À Luchon les bâtiments modernes, datant du XIXè siècle, s’inspirent de l’architecture classique, avec leur péristyle et les chapiteaux doriques des colonnes. De plus, sur l’entrée du bâtiment principal se lit une inscription en latin.
L’inscription “Balneum Lixonense Post Neapolitense primum” signifie littéralement que “Le bain de Luchon est le premier après (celui de) Naples” — affirmation glorieuse que l’on mettra plutôt au pluriel en “bon français” : “Les bains de Luchon sont les premiers après ceux de Naples” !
Quant au “vaporarium“, qui désigne le lieu des bains de vapeur, il signifie en latin “calorifère à vapeur”. Au premier siècle avant notre ère, Cicéron mentionne ce mot dans une lettre à son frère Quintus : parlait-il de la même chose ?
Octobre 2024
Le 2 octobre, j’étais à Albi, une belle ville, riche en Histoire.
D’ailleurs, comme dans de nombreuses villes de France, l’hôtel de ville est classé “Monument historique” (depuis 1971).
Heureusement, la plaque en latin figure avec sa traduction en français !
Elle a fait mes délices, autant que le nom prometteur de cet édifice albigeois :
Là, une traduction n’est pas nécessaire !
Après ce court séjour en France et ses “brèves rencontres”, je suis rentrée au Canada.
Le 15 octobre, en traversant le campus de l’Université d’Ottawa, j’ai vu cette sympathique — quoique illégalement collée — affichette sur une colonne :
Vous avez bien lu : ce n’est pas l’annonce d’un cours universitaire, mais une publicité.
La tête de (celui que je crois être) l’empereur Hadrien, modernisé et rendu plus actuel et attractif par des lunettes de soleil, fait la promotion de la philosophie stoïcienne envisagée comme un moyen de “naviguer dans notre vie quotidienne” semée d’écueils et de défis.

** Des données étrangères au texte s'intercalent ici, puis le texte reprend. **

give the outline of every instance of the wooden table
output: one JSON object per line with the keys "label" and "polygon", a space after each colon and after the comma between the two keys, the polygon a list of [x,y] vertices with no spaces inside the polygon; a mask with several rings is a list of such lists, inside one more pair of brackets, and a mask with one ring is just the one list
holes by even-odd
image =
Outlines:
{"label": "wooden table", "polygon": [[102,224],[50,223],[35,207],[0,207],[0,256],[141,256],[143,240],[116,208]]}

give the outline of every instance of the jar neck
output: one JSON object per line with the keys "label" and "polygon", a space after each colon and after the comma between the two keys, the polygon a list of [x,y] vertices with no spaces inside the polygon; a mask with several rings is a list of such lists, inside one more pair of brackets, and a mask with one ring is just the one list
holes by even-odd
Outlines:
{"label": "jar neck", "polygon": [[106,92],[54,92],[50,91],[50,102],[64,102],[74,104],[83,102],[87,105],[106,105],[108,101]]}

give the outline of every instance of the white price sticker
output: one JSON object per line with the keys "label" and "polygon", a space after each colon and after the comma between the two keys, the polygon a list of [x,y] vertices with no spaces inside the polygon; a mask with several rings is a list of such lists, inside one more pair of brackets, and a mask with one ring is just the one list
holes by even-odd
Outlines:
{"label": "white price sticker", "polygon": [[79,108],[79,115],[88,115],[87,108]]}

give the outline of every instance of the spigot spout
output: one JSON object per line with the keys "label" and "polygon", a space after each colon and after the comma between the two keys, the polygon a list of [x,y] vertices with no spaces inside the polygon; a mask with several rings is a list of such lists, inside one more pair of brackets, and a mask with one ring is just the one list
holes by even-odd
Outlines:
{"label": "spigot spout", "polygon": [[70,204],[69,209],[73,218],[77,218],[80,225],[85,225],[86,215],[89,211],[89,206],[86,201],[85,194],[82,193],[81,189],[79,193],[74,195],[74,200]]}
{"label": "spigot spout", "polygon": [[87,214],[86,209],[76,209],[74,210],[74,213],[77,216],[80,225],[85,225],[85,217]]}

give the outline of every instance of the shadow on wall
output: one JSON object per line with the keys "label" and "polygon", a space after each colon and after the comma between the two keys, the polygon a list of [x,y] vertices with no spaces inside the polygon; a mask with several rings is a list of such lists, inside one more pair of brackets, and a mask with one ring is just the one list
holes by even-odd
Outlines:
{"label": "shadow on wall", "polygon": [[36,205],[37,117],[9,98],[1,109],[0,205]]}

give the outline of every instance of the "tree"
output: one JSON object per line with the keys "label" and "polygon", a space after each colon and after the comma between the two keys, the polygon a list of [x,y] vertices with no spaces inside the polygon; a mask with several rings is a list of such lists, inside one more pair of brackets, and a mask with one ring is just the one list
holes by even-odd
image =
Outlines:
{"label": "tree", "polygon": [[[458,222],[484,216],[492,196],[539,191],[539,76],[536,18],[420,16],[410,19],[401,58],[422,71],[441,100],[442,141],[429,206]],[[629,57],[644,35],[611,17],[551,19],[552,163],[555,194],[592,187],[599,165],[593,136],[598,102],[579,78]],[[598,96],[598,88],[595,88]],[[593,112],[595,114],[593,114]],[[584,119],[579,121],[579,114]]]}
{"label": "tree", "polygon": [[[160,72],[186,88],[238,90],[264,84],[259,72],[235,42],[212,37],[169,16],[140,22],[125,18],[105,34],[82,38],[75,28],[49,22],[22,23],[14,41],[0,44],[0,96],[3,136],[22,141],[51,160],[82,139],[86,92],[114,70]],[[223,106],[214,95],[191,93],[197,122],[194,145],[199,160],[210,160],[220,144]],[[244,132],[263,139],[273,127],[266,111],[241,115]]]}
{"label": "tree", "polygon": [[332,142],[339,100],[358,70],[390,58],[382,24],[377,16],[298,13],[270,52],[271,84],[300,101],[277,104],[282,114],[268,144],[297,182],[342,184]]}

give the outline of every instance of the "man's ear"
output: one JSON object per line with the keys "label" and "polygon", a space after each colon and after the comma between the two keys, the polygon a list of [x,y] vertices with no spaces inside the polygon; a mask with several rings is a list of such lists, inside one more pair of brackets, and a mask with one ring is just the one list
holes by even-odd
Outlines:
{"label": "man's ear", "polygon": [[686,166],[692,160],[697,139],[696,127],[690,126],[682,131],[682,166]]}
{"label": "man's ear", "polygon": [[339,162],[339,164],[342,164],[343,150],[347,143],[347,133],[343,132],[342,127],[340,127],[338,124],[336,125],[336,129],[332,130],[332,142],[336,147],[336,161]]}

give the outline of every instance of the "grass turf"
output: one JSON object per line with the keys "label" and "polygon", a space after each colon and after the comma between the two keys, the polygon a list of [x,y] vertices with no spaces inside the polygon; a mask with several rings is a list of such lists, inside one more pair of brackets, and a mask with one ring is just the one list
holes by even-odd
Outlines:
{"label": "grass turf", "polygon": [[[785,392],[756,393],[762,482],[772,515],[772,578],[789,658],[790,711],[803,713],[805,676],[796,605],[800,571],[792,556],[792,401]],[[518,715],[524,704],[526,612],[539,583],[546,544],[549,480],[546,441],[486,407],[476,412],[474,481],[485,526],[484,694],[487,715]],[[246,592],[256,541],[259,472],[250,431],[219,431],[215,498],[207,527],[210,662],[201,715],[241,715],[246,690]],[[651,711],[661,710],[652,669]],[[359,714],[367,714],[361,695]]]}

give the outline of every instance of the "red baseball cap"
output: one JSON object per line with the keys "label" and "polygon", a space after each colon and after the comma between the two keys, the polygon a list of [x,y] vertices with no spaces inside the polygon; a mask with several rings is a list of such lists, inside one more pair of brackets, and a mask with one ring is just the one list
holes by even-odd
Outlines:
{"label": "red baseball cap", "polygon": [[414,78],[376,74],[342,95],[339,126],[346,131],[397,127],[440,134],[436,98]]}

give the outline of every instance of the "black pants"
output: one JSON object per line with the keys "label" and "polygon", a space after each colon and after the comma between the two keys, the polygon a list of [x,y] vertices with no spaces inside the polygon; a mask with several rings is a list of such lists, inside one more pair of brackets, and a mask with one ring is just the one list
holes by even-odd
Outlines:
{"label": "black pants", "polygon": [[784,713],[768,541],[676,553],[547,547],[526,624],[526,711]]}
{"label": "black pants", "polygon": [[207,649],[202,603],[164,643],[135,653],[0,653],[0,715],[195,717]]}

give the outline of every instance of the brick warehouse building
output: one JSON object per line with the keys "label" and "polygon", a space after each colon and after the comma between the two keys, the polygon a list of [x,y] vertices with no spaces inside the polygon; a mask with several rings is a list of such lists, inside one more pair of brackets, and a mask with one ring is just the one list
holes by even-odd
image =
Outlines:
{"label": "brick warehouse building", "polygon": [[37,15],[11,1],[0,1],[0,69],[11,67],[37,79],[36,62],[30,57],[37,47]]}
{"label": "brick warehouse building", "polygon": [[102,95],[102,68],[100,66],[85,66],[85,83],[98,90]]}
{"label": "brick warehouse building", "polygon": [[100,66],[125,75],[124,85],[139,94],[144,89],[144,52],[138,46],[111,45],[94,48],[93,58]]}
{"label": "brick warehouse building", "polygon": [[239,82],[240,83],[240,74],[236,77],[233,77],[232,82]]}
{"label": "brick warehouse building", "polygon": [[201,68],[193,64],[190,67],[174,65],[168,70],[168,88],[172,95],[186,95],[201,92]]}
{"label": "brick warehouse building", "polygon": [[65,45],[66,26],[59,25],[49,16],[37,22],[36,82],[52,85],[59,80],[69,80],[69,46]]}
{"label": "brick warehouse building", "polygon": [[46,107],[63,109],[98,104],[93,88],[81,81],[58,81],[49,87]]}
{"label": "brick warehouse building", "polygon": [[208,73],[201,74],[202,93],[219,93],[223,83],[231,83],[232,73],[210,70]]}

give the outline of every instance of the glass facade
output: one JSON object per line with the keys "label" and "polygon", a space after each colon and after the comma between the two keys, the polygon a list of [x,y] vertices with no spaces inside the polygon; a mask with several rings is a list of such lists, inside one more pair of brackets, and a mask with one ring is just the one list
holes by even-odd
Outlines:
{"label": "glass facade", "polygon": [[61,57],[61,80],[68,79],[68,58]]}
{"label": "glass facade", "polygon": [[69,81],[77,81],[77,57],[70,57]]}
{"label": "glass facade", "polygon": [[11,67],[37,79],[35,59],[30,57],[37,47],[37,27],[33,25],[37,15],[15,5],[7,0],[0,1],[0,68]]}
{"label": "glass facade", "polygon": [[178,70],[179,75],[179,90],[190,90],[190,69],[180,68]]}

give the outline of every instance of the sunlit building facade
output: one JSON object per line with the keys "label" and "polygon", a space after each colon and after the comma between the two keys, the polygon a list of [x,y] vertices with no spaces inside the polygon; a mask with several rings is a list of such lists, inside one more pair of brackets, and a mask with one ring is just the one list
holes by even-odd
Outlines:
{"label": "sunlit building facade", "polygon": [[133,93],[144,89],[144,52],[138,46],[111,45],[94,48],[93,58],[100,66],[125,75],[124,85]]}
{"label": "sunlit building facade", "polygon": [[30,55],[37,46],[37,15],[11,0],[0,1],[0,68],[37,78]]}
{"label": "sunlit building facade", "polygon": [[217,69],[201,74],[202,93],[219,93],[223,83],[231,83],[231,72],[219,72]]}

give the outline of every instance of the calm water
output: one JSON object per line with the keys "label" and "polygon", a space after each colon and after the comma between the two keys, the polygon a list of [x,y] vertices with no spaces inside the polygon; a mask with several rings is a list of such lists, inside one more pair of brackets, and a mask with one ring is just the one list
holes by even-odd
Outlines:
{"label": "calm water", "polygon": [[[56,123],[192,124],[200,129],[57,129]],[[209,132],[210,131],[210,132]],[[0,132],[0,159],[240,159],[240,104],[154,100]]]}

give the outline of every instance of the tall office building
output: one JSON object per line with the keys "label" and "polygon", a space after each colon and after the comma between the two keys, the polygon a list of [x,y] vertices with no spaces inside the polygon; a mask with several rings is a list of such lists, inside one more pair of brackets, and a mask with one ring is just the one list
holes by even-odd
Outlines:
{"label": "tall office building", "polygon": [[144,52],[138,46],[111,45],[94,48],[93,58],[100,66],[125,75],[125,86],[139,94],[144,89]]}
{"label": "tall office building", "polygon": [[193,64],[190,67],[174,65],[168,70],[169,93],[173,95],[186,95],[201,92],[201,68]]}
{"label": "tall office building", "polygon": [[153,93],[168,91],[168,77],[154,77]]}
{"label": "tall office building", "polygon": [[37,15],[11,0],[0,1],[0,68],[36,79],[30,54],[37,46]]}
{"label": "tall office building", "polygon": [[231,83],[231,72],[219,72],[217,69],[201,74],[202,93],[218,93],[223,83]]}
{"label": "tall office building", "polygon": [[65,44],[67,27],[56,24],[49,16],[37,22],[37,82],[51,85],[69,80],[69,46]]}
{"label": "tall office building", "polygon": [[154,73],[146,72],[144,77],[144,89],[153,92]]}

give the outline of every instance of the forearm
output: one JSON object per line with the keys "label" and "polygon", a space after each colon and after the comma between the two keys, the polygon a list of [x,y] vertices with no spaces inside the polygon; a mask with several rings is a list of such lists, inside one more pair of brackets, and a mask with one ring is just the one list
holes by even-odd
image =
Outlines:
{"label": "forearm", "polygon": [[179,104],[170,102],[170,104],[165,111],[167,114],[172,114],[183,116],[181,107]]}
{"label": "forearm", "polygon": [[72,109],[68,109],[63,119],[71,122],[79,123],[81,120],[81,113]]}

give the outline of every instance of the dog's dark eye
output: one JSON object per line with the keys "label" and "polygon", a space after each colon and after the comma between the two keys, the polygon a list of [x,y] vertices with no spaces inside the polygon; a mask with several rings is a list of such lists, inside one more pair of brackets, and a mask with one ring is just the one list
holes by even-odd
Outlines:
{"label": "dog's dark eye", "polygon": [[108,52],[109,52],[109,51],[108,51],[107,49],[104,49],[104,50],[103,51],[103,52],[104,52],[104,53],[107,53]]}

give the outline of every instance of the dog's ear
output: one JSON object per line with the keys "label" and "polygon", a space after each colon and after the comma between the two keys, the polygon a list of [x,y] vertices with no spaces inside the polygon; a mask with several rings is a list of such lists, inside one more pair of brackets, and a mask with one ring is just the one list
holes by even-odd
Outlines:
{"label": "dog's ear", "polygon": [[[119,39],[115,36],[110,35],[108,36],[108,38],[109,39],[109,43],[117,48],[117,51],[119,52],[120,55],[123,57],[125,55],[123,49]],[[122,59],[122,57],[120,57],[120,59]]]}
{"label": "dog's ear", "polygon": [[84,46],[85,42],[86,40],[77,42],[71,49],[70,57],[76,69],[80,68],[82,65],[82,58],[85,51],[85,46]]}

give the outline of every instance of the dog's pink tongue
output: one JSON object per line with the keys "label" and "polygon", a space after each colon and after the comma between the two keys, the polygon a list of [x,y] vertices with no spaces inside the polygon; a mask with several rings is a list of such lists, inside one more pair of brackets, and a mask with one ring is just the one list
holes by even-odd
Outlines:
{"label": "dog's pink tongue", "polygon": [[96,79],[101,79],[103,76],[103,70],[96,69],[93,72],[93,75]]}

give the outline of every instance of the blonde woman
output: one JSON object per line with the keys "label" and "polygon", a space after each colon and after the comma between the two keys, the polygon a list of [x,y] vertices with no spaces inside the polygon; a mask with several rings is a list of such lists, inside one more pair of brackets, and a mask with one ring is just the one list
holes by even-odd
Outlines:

Une philosophie lucrative — si l’on en juge par le prix de l’atelier proposé.
Décembre 2024
Fin novembre-début décembre, j’étais au Japon. Ayant séjourné plusieurs années dans ce pays, j’y ai remarqué l’influence croissante de la culture française dans certains domaines comme la mode et la gastronomie.
Avant de quitter Tokyo, le 8 décembre, j’ai pris le train pour l’aéroport de Narita à la gare de Tokyo. Cette gare, qui fête ses 110 ans cette année, n’a rien de vieillot ; bien au contraire, car la plupart des stands et boutiques qui s’y sont installés sont contemporains. Au hasard des rencontres, j’ai cependant été stupéfaite et ravie de trouver dans la gare “Burdigala Tokyo“, une boulangerie-pâtisserie à la française, où s’approvisionner en pains, sandwiches et délicieux gâteaux.
“Burdigala” est le nom latin de Bordeaux. On trouve donc dans la boutique des cannelés, une des spécialités culinaires de Bordeaux, et d’autres gâteaux en vogue à la période des fêtes de fin d’année, telle la bûche de Noël — gâteaux qui n’ont rien de romain !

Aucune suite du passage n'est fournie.